Natural Recyclers

By the end of 2022, the Chandler / Pass Garden will likely reuse, repurpose, repair & recycle an estimated 100 tons of community discards.

Salvaged rocks used for unique shaped communal garden bed that will be used for education. Mulch line the paths and aged horse manure amend the native soil.


Gardens and landscapes are impactful places for recycling and reusing some of California’s 40 million tons of discards generated annually.  Burbank for instance, generates some 18,000 tons of landscape clippings annually. The cutting, collection, long haul trucking, compost processing, and final distribution of “greenwaste” are fuel intensive and Burbank’s street tree and landscape related machinery produce nearly 2 million pounds of greenhouse gas emissions per year. Hauling these clippings out of town is also a gross loss of natural nutrients. An estimated 100,000 pounds of nitrogen, phosphorus, and potassium, 300,000 pounds total, are removed each year from Burbank residential landscapes and then replaced by manufactured and packaged NPK fertilizers. 

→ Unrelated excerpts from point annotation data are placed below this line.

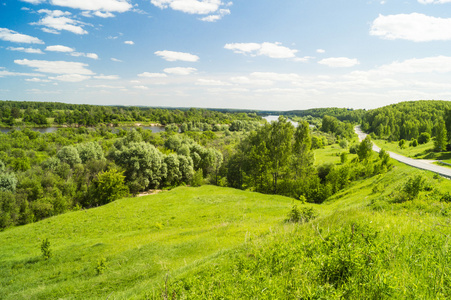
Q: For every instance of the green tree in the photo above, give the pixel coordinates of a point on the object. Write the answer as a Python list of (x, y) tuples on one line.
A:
[(365, 149), (69, 155), (107, 187), (440, 140)]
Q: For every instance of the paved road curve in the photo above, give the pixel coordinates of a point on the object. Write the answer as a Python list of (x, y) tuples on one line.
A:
[(417, 163)]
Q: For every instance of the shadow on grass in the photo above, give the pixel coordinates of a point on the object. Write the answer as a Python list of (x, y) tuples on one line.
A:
[(430, 154)]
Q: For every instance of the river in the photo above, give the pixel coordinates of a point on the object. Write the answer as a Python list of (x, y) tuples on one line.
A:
[(155, 129)]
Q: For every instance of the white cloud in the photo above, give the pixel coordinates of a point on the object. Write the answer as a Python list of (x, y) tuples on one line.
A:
[(56, 21), (4, 73), (439, 64), (15, 37), (71, 51), (211, 82), (152, 75), (141, 87), (71, 77), (303, 59), (200, 7), (26, 50), (291, 77), (56, 67), (103, 14), (34, 1), (251, 81), (175, 56), (180, 71), (434, 1), (59, 48), (92, 55), (413, 27), (273, 50), (35, 79), (219, 16), (339, 62), (107, 77), (95, 5)]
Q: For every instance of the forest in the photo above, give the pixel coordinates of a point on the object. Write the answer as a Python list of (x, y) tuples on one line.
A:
[(237, 197)]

To minimize this energy-intensive nutrient exchange, community gardeners are maximizing local resources. At the top of the list are wood chips from local tree trimmers. Spread as mulch or buried deep below the root zone, wood chips are high in soil-building carbon, lignin, cellulose and minerals. Already in the past three months, the Chandler / Pass garden has absorbed some 20 tons of wood chips.  
There’s more. Local horse manure and bedding are high in nitrogen and 2-3 tons have been mixed into the garden soil. Over time, coffee grounds, spent mushroom bedding, worm castings, chicken manure, and composted food scraps will all improve soil fertility and feed plants. Along with all these local inputs, gardeners will also incorporate 40-60 tons of donated compost into the soil this year. 

Finally, in addition to soil-building nutrients, used tools, hoses, buckets, wheelbarrows, and misc supplies are being donated to, and repurposed in the garden. Rocks, broken concrete, bricks, used lumber and branches are becoming garden bed borders. 


Gardeners have always been resourceful recyclers, naturally.